New drone attachment holds almost triple the number of aerial ignition spheres

Ignis 2 drone aerial ignition
The recently developed Ignis Version 2.0 aerial ignition system. Photo by Drone Amplified.

The company that developed an aerial ignition system that can be carried by a drone has introduced an improved model that can hold almost three times the number of plastic spheres.

The Ignis 2.0 made by Drone Amplified can be loaded with 400 to 450 spheres that ignite 30 to 45 seconds after being released from the drone. Their previous system, Ignis 1.0, carried 150 spheres. The new design is easier to maintain and can drop the spheres at up to four times the rate if desired, an increase from 30 to 120 spheres per minute. By using an Android app, the user can configure ignition spacing, number of ignition spheres, mission duration, and altitude.

Ignis Version 2.0
Android application to program ignition within geofence and monitor progress. Photo by Drone Amplified.

Firefighters have employed the concept of using machines for aerial ignition for 40 to 50 years starting with an aerial drip torch suspended below a helicopter and later advancing to equipment installed in the open door of a helicopter.

Sitgreaves Complex Fire
Dennis Kirkley of Kaibab Helitack loads the plastic sphere dispenser (ping pong ball machine) with plastic spheres. Grand Canyon Helitack’s A-Star was used to do aerial ignition on the Sitgreaves Complex in northern Arizona August 8, 2014. Photo by Tom Story.

Just before they are released, the spheres, which contain a chemical, are injected with a second chemical that causes them to ignite 30 to 45 seconds later. Aerial ignition allows prescribed fires or firing operations on wildfires to be ignited in areas that can be difficult for firefighters on the ground to reach safely, reducing their exposure to hazards. It can also ignite controlled burns more quickly than it can be done by personnel on foot, and at less cost than a helicopter.

reload drone plastic spheres aerial ignition
Fire personnel on the Maroon Fire on the Coconino National Forest reload a drone with plastic spheres used for aerial ignition, June 1, 2019. USFS photo.

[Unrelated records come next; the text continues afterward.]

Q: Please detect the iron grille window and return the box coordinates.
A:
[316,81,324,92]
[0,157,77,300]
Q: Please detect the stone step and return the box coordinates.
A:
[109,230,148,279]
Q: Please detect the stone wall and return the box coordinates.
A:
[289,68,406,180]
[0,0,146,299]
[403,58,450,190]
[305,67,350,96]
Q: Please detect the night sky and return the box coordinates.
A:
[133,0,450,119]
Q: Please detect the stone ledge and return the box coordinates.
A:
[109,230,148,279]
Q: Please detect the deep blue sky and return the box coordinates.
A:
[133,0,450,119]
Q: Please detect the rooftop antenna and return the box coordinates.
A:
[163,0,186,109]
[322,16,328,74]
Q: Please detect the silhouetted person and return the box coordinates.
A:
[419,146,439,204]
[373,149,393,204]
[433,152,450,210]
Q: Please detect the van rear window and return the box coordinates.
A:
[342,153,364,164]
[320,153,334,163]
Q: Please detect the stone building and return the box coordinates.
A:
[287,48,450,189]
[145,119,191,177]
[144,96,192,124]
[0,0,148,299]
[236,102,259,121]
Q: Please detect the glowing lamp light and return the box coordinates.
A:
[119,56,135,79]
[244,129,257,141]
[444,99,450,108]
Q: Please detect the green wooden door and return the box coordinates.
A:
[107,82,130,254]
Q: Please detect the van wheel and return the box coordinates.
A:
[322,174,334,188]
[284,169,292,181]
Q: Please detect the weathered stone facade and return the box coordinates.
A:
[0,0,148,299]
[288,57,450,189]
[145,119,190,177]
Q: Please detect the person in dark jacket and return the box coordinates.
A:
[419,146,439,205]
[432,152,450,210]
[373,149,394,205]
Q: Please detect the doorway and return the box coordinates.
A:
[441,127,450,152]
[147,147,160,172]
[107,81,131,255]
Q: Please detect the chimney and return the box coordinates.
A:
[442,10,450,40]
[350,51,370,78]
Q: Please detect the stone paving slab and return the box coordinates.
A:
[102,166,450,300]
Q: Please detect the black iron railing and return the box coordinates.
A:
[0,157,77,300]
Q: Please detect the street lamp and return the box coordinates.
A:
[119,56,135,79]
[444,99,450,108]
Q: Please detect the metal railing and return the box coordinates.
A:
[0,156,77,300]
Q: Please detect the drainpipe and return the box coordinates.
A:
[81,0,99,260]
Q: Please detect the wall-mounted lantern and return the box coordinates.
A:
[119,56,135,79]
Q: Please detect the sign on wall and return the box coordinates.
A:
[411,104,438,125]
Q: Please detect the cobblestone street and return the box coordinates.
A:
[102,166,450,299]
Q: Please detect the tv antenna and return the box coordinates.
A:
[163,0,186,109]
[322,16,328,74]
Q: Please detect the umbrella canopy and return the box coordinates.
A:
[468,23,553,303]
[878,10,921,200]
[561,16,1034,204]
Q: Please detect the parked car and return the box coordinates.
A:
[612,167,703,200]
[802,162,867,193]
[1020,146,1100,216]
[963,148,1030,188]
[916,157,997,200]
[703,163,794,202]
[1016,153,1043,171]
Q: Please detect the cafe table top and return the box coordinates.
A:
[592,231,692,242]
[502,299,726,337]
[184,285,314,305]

The Department of the Interior began experimenting with drones for aerial ignition in 2017 and in 2018 began using a much larger aircraft, the Matrisse 600 that can carry up to 13 pounds. In August it was used to ignite a firing operation at night on the Inyo National Forest on the Springs Fire 13 miles southeast of Lee Vining, California.

According to Drone Amplified, the DOI just finished testing the new Ignis 2.0 in Arizona and ordered 20 for immediate delivery.

The Chief Engineer for Drone Amplified, Jim Higgins, was a mechanical engineering graduate student at the University of Nebraska Lincoln when he and others built the first drone to be used to ignite a prescribed fire at Homestead National Monument west of Beatrice, Nebraska. Drone Amplified is based in Lincoln, Nebraska.

2 thoughts on “New drone attachment holds almost triple the number of aerial ignition spheres”

  1. Nice to see the volume has been increased on the drone PSD hoppers. Interestingly aerial firing with drones on Forest Service Rx burns is not allowed but is allowed on managed fires where ignition is by natural causes – lightning. If human caused the fire typically would be full suppression. Rx burns can be and usually are fired with helicopters and PSDs.

    1. Firing with helicopters and PSDs–

      The PSD is a device created to increase the safety of aerial firing ops (better than the helitorch or aerial fusee gattling gun that were available at the time).

      Never has a device designed for increased safety been instrumental in the death and injury of so many people, as the design and firing needs required “low and slow” helicopter use.

      Time for all federal agencies to embrace UAS firing in as many ways as possible.